In the late fourth century in North Africa, a boy who would one day become a saint was born. The path of sanctity, however, was not paved with simplicity or virtue for St. Augustine in the beginning.
Born in a Roman family of moderate standing, St. Augustine’s parents highly valued education for their son. They did everything within their means to make sure that he went to the best schools and was able to receive the training he needed to be a highly successful rhetorician when he graduated. Though St. Augustine wasn’t terribly interested in his education, he did what his parents required of him.
What Augustine was interested in doing during his “college years” was getting by and having a good time with his friends. In his Confessions, Augustine admits that he felt that his parents were willing to turn a blind eye to his social and moral decisions so long as he completed his education. So while he was completing his studies, Augustine was also spending his time partying with his friends, satisfying his lusts, and pulling mindless pranks. When his mother finally realized a little of what was going on and warned him against certain behaviors, especially with women, Augustine scoffed at her reprimands and continued on his destructive path.
As a student and citizen of Rome, Augustine was also exposed to a variety of philosophies and religions. It was around the time of his late-teens and early-twenties when Augustine joined the ranks of the Gnostic sect, the Manicheans, turning away from the little bit of Christian upbringing that he had been given. He also dabbled in astrology for many years and later when he had abandoned Manicheaism, was interested in the philosophy of Neoplatonism.
In the meantime, his mother Monica had been drawn more strongly to the Christian faith and began to encourage her son to abandon his profligacy and worldliness to become a follower of Christ. Under the influence of St. Ambrose of Milan, Augustine began to learn about the teachings of Christ and the Christian way of life. For many years, Augustine struggled in his heart with Christianity, knowing especially that a true conversion would mean a huge change in lifestyle for him (by this time, he had been living with the same woman out of wedlock for 13 years and had fathered a son by her).
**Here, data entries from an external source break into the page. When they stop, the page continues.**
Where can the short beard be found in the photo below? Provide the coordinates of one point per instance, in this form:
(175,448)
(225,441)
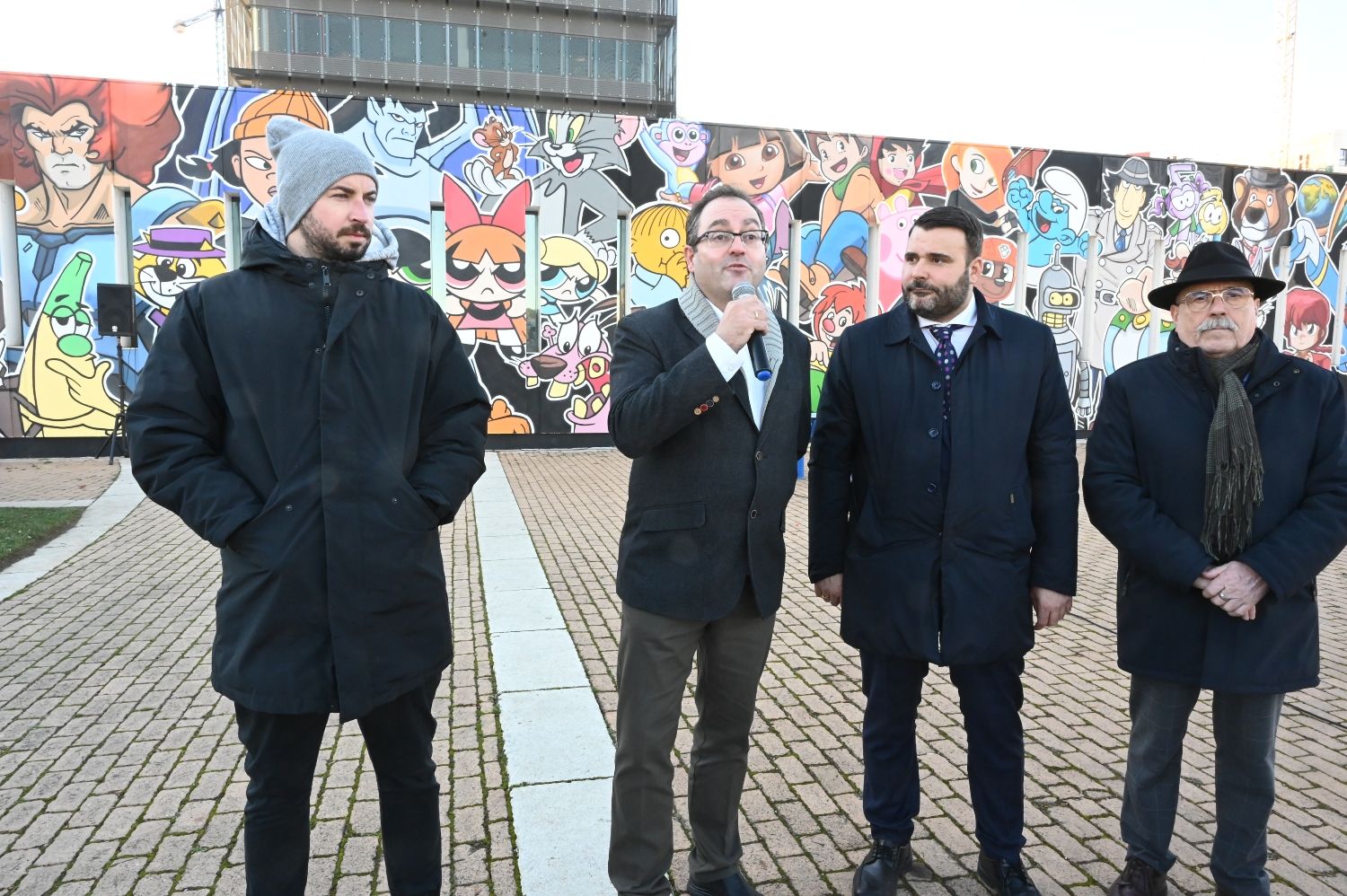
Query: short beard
(946,301)
(326,245)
Eventually, Augustine was convicted by the life of St. Anthony the Great, and made his full confession of Christ, repenting of his past sins and committing himself to a life of purity, charity, and repentance. It was then, at the age of 32, that St. Augustine began to move away from destruction and towards Life. Today, the Church commemorates him as a blessed bishop who fought against heresy, wrote beautiful spiritual books such as his Confessions, and lived a life pleasing to God rather than one pleasing only to himself.
St. Augustine’s moment of conversion in his own words:
I flung myself down under a fig tree—how I know not—and gave free course to my tears. The streams of my eyes gushed out an acceptable sacrifice to thee. And, not indeed in these words, but to this effect, I cried to thee: “And thou, O Lord, how long? How long, O Lord? Wilt thou be angry forever? Oh, remember not against us our former iniquities.” For I felt that I was still enthralled by them. I sent up these sorrowful cries: “How long, how long? Tomorrow and tomorrow? Why not now? Why not this very hour make an end to my uncleanness?”
I was saying these things and weeping in the most bitter contrition of my heart, when suddenly I heard the voice of a boy or a girl I know not which—coming from the neighboring house, chanting over and over again, “Pick it up, read it; pick it up, read it.” Immediately I ceased weeping and began most earnestly to think whether it was usual for children in some kind of game to sing such a song, but I could not remember ever having heard the like. So, damming the torrent of my tears, I got to my feet, for I could not but think that this was a divine command to open the Bible and read the first passage I should light upon. For I had heard how Anthony, accidentally coming into church while the gospel was being read, received the admonition as if what was read had been addressed to him: “Go and sell what you have and give it to the poor, and you shall have treasure in heaven; and come and follow me.” By such an oracle he was forthwith converted to thee.
So I quickly returned to the bench where Alypius was sitting, for there I had put down the apostle’s book when I had left there. I snatched it up, opened it, and in silence read the paragraph on which my eyes first fell: “Not in rioting and drunkenness, not in chambering and wantonness, not in strife and envying, but put on the Lord Jesus Christ, and make no provision for the flesh to fulfill the lusts thereof.” I wanted to read no further, nor did I need to. For instantly, as the sentence ended, there was infused in my heart something like the light of full certainty and all the gloom of doubt vanished away.>
Closing the book, then, and putting my finger or something else for a mark I began—now with a tranquil countenance—to tell it all to Alypius. And he in turn disclosed to me what had been going on in himself, of which I knew nothing. He asked to see what I had read. I showed him, and he looked on even further than I had read. I had not known what followed. But indeed it was this, “Him that is weak in the faith, receive.”